How could there be, given Ces’s experiences, as they are gradually revealed? Here, it’s not so much that stuff happens (which, in terms of events, it mostly doesn’t); more than enough stuff has already happened, shaping a relentless present demanding all of Ces’s resources if she is to survive. Her narrative – which asks a lot of readers – is one of those texts which extends a reader’s techniques; it is not linear, since it reflects the movements of a mind under constant pressure, darting sideways, backwards, forwards, making or not making connections or conventional sense. For Ces often thinks and writes (or maybe writes in order to think) through images, both visual and verbal. Perhaps a little like Sullivan’s countryman, James Joyce, in Portrait of the Artist, the form lies somewhere between poetry and prose. We don’t feel, as with so much YA fiction, that we are the confidantes of this first-person narrator; rather, we are overhearing a mind in free range reflection. If this seems to be a disordered mind, then Ces has much to be disordered about.

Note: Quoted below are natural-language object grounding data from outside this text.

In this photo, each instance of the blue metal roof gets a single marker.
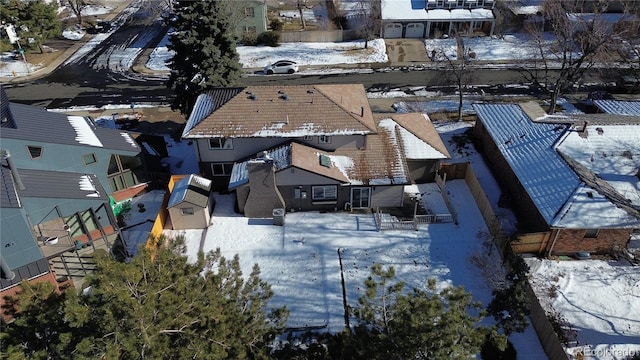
(529, 148)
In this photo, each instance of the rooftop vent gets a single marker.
(325, 161)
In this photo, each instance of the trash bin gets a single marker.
(278, 216)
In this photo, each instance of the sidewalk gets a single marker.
(59, 60)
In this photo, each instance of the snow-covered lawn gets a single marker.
(349, 52)
(599, 299)
(488, 48)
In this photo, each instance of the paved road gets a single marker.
(103, 76)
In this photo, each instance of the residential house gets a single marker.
(253, 17)
(190, 204)
(58, 174)
(436, 18)
(311, 147)
(573, 180)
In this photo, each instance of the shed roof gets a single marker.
(35, 124)
(618, 107)
(577, 176)
(281, 111)
(528, 147)
(63, 185)
(192, 189)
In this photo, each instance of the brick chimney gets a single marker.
(264, 195)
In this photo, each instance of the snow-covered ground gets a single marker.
(599, 299)
(349, 52)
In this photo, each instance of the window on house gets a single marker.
(220, 143)
(121, 171)
(327, 192)
(35, 151)
(591, 233)
(221, 169)
(89, 159)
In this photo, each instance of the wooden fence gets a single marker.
(534, 242)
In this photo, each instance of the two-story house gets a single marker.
(253, 17)
(573, 180)
(310, 147)
(436, 18)
(58, 175)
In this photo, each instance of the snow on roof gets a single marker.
(280, 156)
(127, 137)
(413, 147)
(529, 149)
(618, 107)
(182, 187)
(86, 184)
(402, 10)
(84, 133)
(612, 152)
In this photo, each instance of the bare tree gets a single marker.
(369, 13)
(576, 42)
(76, 7)
(458, 66)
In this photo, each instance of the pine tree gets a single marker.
(204, 46)
(160, 306)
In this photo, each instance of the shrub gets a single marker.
(270, 38)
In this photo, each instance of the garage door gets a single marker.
(415, 30)
(393, 30)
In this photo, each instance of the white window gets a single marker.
(327, 192)
(89, 159)
(220, 143)
(221, 169)
(35, 151)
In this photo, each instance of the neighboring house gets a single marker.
(58, 173)
(573, 180)
(254, 17)
(436, 18)
(190, 204)
(310, 148)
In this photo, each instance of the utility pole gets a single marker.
(14, 39)
(304, 24)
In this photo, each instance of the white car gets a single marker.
(281, 67)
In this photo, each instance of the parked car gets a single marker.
(281, 67)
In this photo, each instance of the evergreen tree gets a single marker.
(431, 324)
(159, 306)
(204, 46)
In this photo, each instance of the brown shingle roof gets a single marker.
(308, 158)
(421, 126)
(289, 111)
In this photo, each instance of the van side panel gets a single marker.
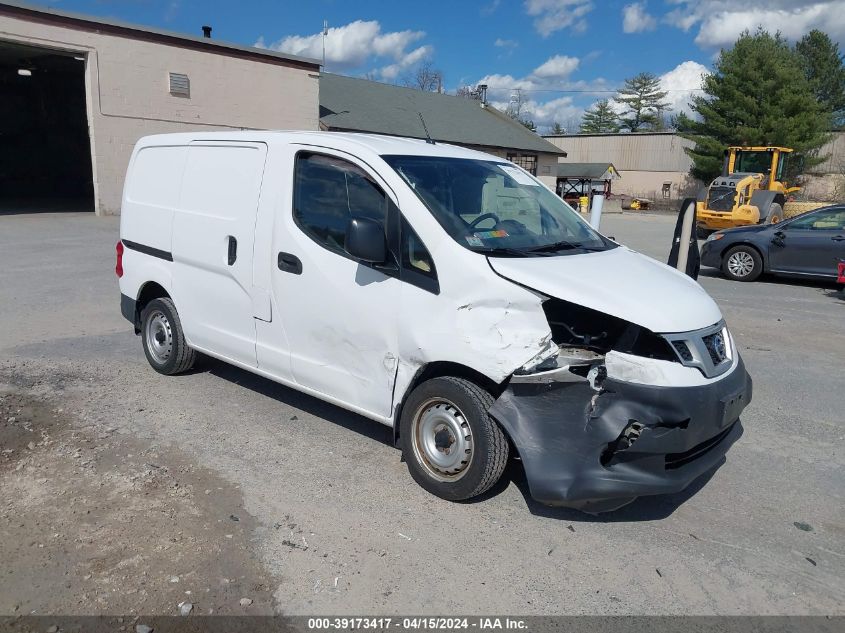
(213, 239)
(151, 193)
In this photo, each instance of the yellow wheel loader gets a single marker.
(751, 190)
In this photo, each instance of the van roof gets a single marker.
(347, 141)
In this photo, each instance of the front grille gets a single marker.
(676, 460)
(683, 351)
(721, 198)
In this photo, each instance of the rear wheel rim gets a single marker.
(740, 264)
(159, 337)
(442, 440)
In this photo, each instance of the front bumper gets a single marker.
(569, 436)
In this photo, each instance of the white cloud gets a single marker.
(635, 18)
(683, 82)
(392, 71)
(720, 22)
(555, 15)
(500, 43)
(561, 110)
(490, 8)
(353, 44)
(542, 102)
(557, 67)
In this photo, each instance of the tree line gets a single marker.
(762, 91)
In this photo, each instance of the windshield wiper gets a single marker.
(516, 252)
(564, 245)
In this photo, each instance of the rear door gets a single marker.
(213, 241)
(812, 244)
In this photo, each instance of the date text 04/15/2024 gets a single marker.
(416, 623)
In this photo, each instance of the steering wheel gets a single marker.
(481, 218)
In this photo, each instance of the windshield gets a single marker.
(494, 207)
(749, 162)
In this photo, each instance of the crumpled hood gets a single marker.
(619, 282)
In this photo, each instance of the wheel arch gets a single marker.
(437, 369)
(759, 251)
(148, 291)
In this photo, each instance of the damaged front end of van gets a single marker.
(609, 410)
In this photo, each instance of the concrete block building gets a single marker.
(77, 92)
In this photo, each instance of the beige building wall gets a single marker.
(127, 83)
(546, 163)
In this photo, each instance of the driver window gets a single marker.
(833, 220)
(328, 191)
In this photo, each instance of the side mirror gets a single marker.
(365, 240)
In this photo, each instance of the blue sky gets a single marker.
(563, 55)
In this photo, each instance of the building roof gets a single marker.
(360, 105)
(126, 29)
(587, 171)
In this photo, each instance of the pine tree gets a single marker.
(758, 94)
(644, 102)
(600, 119)
(822, 63)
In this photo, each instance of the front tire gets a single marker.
(164, 341)
(452, 446)
(742, 263)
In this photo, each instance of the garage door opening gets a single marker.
(45, 153)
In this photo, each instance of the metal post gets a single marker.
(595, 211)
(686, 233)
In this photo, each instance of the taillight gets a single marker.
(118, 267)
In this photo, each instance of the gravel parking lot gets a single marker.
(125, 491)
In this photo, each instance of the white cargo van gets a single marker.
(441, 291)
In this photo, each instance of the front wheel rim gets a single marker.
(741, 264)
(442, 440)
(159, 337)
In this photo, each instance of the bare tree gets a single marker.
(424, 77)
(468, 92)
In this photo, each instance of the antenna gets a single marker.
(325, 32)
(428, 138)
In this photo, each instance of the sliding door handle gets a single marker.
(290, 263)
(233, 250)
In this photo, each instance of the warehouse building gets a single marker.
(654, 165)
(358, 105)
(77, 92)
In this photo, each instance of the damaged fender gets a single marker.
(582, 446)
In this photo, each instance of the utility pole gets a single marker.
(325, 32)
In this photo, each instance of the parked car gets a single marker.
(809, 245)
(444, 292)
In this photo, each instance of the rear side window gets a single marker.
(833, 220)
(328, 191)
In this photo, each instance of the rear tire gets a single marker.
(775, 213)
(164, 341)
(452, 446)
(742, 263)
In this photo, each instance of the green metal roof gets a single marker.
(587, 171)
(360, 105)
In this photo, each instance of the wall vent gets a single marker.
(180, 85)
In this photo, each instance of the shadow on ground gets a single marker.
(643, 509)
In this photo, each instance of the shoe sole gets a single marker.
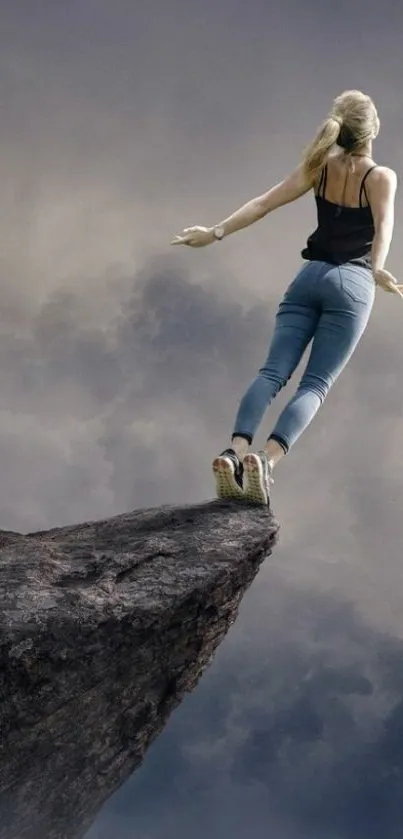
(254, 484)
(224, 475)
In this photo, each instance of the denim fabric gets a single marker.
(330, 305)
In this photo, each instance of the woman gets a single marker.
(330, 299)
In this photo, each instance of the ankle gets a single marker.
(240, 446)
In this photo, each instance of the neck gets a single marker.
(364, 151)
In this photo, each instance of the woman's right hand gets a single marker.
(387, 281)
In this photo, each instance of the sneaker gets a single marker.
(228, 475)
(258, 478)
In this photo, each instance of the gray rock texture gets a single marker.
(104, 627)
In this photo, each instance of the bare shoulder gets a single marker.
(383, 176)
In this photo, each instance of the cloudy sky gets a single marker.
(123, 360)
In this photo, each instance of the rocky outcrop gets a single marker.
(104, 627)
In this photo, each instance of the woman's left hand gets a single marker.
(195, 237)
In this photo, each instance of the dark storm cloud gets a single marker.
(151, 386)
(121, 123)
(312, 748)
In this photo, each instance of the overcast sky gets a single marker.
(123, 360)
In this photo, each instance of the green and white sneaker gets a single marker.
(228, 473)
(257, 478)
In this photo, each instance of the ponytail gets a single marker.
(317, 150)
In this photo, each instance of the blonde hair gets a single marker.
(352, 122)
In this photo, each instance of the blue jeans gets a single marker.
(327, 303)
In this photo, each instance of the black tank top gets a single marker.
(344, 234)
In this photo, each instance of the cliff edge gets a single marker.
(104, 627)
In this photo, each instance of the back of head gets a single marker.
(352, 122)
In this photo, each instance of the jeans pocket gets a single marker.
(357, 284)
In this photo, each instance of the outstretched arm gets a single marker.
(381, 192)
(283, 193)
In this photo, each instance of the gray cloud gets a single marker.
(122, 365)
(311, 748)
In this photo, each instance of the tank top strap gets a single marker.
(322, 183)
(362, 187)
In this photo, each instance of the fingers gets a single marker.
(184, 238)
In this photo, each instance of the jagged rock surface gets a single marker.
(104, 627)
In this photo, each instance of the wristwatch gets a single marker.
(218, 232)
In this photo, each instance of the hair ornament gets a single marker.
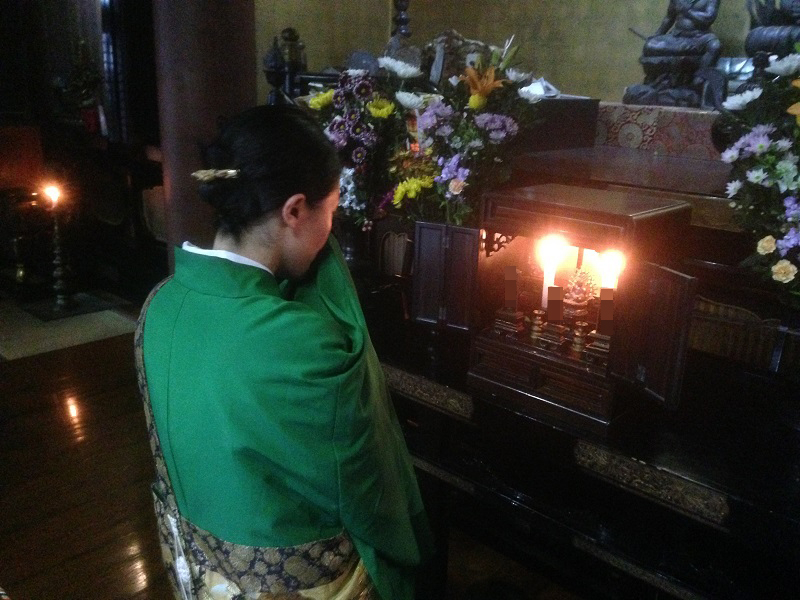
(206, 175)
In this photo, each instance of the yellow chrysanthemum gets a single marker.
(477, 102)
(480, 85)
(322, 100)
(410, 188)
(380, 108)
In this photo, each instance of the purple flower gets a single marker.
(444, 131)
(337, 138)
(789, 241)
(387, 198)
(339, 98)
(368, 137)
(359, 155)
(497, 126)
(451, 170)
(362, 88)
(436, 114)
(357, 129)
(338, 124)
(792, 208)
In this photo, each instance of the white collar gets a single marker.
(231, 256)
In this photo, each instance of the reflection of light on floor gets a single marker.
(138, 568)
(74, 412)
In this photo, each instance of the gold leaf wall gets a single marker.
(583, 47)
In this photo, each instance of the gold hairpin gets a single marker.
(206, 175)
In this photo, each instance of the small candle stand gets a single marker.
(62, 300)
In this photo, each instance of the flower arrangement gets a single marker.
(765, 179)
(426, 154)
(363, 123)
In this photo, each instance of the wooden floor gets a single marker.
(76, 519)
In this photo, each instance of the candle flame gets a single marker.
(551, 250)
(53, 193)
(612, 262)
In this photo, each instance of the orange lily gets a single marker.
(794, 109)
(482, 84)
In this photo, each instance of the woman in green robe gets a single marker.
(282, 470)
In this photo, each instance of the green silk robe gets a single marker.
(274, 417)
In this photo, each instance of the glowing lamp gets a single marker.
(53, 193)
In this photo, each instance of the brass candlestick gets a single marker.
(59, 272)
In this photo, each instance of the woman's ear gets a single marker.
(294, 209)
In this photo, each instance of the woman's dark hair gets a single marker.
(278, 151)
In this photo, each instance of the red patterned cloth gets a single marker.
(673, 131)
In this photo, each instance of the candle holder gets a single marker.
(59, 269)
(508, 320)
(579, 339)
(537, 323)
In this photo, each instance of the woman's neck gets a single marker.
(251, 244)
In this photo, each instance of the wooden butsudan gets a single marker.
(444, 275)
(575, 371)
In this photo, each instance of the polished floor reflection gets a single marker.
(76, 519)
(75, 512)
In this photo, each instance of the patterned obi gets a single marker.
(202, 566)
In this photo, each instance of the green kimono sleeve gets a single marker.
(380, 504)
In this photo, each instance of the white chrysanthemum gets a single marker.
(739, 101)
(517, 76)
(733, 188)
(788, 65)
(533, 92)
(757, 176)
(409, 101)
(398, 67)
(783, 271)
(766, 245)
(730, 155)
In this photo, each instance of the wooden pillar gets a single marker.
(206, 70)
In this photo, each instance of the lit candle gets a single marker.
(551, 250)
(53, 193)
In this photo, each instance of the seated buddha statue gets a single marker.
(777, 27)
(679, 56)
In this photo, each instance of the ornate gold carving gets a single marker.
(428, 392)
(671, 490)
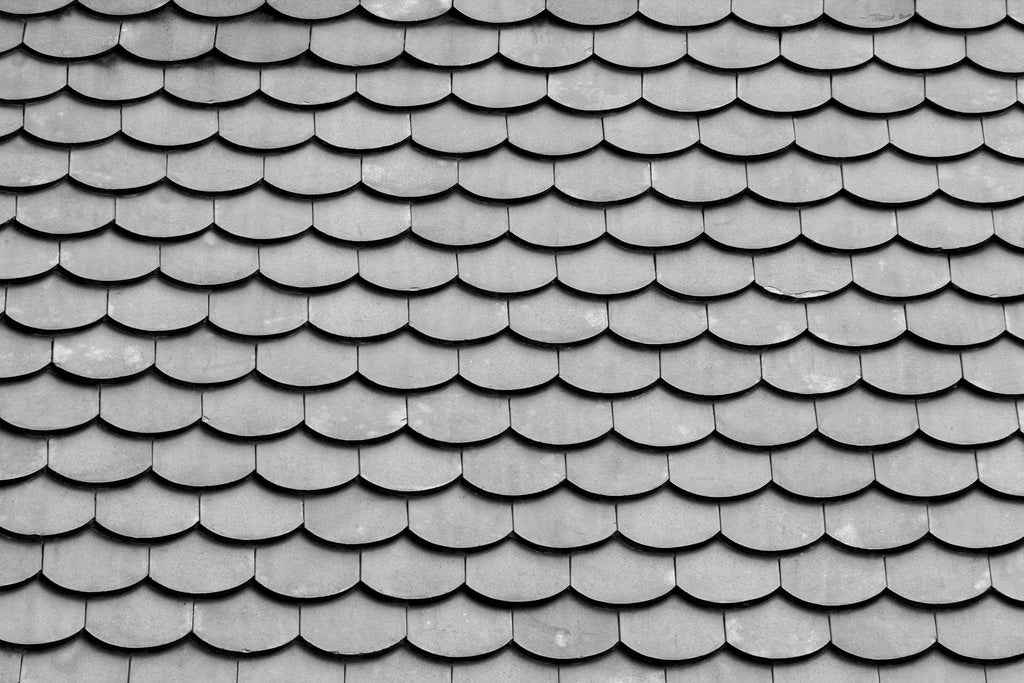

She is now 16. With her Mam, she has recently moved house, to make a new, safer start, it seems. Ces is the one who makes the greater effort to keep the place tidy, to get some food on the table, despite the pressures of a new school and her essential part-time job at the newsagents. She is guarded about entrusting herself to new friendships; even the sex she enjoys with college student Tom next door avoids intimacies beyond the physical. What we initially suspect and eventually are told is that her Mam’s been violently and habitually abused by her husband, leaving her resorting to bottle and bed for long periods. Understandably – but still devastatingly – Mam had little energy to notice, never mind intervene, as Ces’s Dad repeatedly abused and, from the age of 12, raped his daughter.
Why Needlework? Because Ces’s passion and, it seems, her path to escape and maybe restoration, is to become a highly-skilled tattoo artist. Interspersed with the reflective narrative are frequent italicised passages about the techniques, designs and significances of tattoos, coupled with Ces’s own ambitions; ‘I would like to make things beautiful, but a tawdry and repulsive kind of beauty… Sexy pin-up zombies on a bicep. That sort of thing’. These sections feel as though they are charged with metaphor and psychological insights beyond Ces’s own understanding; they may well be, but I confess they were often beyond mine too.
For the young reader who is ready for it, Needlework could very well be a landmark book – memorable, disturbing and moving. Others might, for the time being, be overwhelmed, more by form than subject matter.